# Double Duty Reel



## spurgersalty (Jun 29, 2010)

Rigging up a rod/reel combo for venice tuna fishing as I'll be making a few trips that way this year. Looking at either the SaraGosa 20k, or, the Cabo 100. It will be hanging from an OTI snyper(7'6") for tuna in venice and a heavy jigging rod when home in sabine for AJs and possibly grouper.
What are your thoughts on the two? What size and brand braid would you all suggest? I was leaning towards 80lb.


----------



## NaClH2O (May 25, 2004)

I have a Saragosa 20000 that I tried jigging with last year and it was pretty brutal. It's just too dang heavy to jig with for very long. It can definitely be done, but at a price. I put it on an OTI popping rod and it feels like it will be a better match. I'm looking at either Cabo 80 or 100 for the jigging rod now. I'm still waiting on some more details about the 100 to determine how much more it weighs than the 80 and if the extra weight can be dealt with. 

I recommend 80 pound braid for a 20K or Cabo 100 since they can still hold quite of bit of line, even that heavy. I like Diamond Braid. It's been good to me so far.

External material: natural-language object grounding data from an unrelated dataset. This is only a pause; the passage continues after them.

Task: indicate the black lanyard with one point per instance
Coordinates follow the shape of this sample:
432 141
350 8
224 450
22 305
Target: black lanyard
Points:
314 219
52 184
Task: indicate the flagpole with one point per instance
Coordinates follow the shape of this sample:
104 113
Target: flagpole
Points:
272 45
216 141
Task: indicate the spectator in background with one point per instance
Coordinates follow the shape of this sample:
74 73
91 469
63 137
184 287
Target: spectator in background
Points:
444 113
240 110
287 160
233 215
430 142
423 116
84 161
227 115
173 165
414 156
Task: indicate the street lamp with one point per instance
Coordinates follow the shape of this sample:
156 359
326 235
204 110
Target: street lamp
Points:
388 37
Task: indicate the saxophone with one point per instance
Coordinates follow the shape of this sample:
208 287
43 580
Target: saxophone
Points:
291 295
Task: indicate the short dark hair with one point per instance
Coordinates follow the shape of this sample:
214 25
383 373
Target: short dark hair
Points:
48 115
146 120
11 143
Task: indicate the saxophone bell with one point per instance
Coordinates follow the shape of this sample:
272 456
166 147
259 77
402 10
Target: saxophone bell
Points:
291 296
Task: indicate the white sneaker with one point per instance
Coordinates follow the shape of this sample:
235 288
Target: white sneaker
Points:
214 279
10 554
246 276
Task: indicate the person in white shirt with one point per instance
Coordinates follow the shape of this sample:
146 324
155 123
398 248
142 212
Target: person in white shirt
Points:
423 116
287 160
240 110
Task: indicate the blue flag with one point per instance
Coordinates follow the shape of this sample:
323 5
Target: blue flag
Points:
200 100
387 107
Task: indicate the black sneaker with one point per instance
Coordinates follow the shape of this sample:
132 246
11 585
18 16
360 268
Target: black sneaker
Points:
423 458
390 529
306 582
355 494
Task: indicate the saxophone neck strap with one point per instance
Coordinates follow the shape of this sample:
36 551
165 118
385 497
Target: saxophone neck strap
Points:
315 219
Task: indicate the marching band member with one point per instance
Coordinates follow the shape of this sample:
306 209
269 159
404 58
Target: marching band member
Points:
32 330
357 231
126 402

*update - I just did some checking and the Cabo 100 is listed as 32.6 oz. This should be pretty accurate because Alan Hawk found the Cabo 80 to be listed correctly. For comparison, a Spheros 20K was found to weigh 33 oz. It's listed as weighing 28 oz., but actual weight on a scale was 5 oz. heavier. The 'Gosa 20K is listed as a weight of 29 oz. This could put it as high as 34 oz. The Cabo 80 is 25 oz., so I'm probably going to get it as my jigging reel. Being almost 10 oz. lighter (probably more than that since it will hold less line, too) will be huge when I'm jigging all night long. May not be as crucial in Venice. Out of the two you mentioned, I'd go with the Cabo 100 for the lighter reel and higher drag. I'd still like to see a review of it, though. Alan Hawk should hopefully have his up within the next couple weeks.


----------



## red34 (Jun 2, 2004)

The 10k Saragosa will handle 99.9% of anything you'll be targeting in the GoM. I believe it'll take the 16k JM spool if you're worried about capacity. Those huge framed reels just aren't necessary for most of our fish here

Cabo 60 if you go the Quantum route


----------



## bubbas kenner (Sep 4, 2010)

Same as crappie j/k.


----------